Mit 30 Schülern und zwei neuen und höchst engagierten Lehrkräften startete das nun 6-köpfige Betreuungsteam im September ins dritte Lehrjahr nach der Gründung.
Gleich zu Beginn hatten wir während mehreren Wochen zudem eine gehörlose Praktikantin mit im Unterricht, die mit den beiden anwesenden hörbehinderten Mädchen und mit uns allen unsere Gebärdensprachkenntnisse weiter vertiefte. Diese bereits zweite Begegnung mit der Welt der Tauben und einer komplett anderen Kommunikationsform war eine große Bereicherung für alle und öffnete uns vollkommen neue Horizonte.
Die beiden Mädchen profitierten stark und sind nun fähig sich im Alltag mit Hilfe ihrer flinken Hände auszudrücken.

Ende Oktober kam eine Delegation unserer Schweizer Partnerschule zu Besuch.
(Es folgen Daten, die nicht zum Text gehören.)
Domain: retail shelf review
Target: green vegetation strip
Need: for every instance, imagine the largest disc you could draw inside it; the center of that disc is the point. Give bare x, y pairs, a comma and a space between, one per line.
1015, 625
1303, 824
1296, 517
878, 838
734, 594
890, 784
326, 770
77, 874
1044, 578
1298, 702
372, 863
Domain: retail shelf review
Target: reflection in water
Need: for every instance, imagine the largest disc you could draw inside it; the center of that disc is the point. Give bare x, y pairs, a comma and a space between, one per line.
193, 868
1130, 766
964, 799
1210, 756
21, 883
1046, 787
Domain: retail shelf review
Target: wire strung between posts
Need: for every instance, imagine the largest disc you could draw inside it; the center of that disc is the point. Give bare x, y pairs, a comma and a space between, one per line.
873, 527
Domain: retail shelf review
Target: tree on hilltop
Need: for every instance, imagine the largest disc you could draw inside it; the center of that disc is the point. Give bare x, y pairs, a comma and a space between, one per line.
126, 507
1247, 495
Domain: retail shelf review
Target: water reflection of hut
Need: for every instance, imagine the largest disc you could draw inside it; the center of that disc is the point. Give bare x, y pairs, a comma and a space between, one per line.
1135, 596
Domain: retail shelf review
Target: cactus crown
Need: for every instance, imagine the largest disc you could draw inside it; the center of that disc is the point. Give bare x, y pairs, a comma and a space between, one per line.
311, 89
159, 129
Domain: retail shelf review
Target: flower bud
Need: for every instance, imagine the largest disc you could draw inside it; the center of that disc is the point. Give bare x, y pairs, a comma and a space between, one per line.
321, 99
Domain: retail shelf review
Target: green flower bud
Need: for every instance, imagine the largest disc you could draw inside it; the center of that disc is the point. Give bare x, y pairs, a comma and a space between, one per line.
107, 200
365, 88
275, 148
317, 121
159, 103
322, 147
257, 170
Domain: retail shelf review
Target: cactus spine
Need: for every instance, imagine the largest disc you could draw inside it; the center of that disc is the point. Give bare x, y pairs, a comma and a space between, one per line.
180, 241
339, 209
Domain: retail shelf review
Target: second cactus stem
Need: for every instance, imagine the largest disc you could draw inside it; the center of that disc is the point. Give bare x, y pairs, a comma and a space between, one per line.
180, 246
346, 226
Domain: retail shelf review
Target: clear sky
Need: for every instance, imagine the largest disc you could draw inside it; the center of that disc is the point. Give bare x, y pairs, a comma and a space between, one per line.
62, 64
Zum ersten Mal seit der Eröffnung kamen nicht nur Lehrkräfte in die école vivante, sondern auch neun mutige Schüler aus Buchs SG. Die Begegnung zwischen den jungen Marokkanern und den schon etwas älteren Schweizer Jugendlichen stand beispielhaft für die Menschen-verbindende und respektvolle Pädagogik unserer beiden Schulen: mit viel Neugierde, Toleranz und herzlicher Offenheit trafen hier zwei Kulturen und Religionen aufeinander und lebten trotz der Unterschiede echte Völkerverständigung und ehrlichen Frieden.

Die rasche Annäherung und unkomplizierte Kommunikation zwischen den Schülern, trotz verschiedener Sprachen, zeigten eindrücklich die Früchte unserer nach Dialog und Menschlichkeit strebenden Arbeit: echte Nächstenliebe kennt keine Grenzen! Die mitgebrachten, teils selbst geschaffenen Spiele, wertvollen Materialien, kreativen Anregungen und das rege Mitarbeiten der Buchser boten Anstoß und unterstützen das ganze Team in der Weiterentwicklung unserer Lehr- und Unterrichtsformen.
Kurz danach kam eine uns vertraute Schweizer Heilpädagogin bereits zum zweiten Mal in diesem Jahr in die école vivante und bereicherte den Unterricht mit neuen Ideen für kindgerechtes Lernen und war mit ihrem offenen Ohr und vielen hilfreichen Hinweisen eine wunderbare Stütze für die Lehrer.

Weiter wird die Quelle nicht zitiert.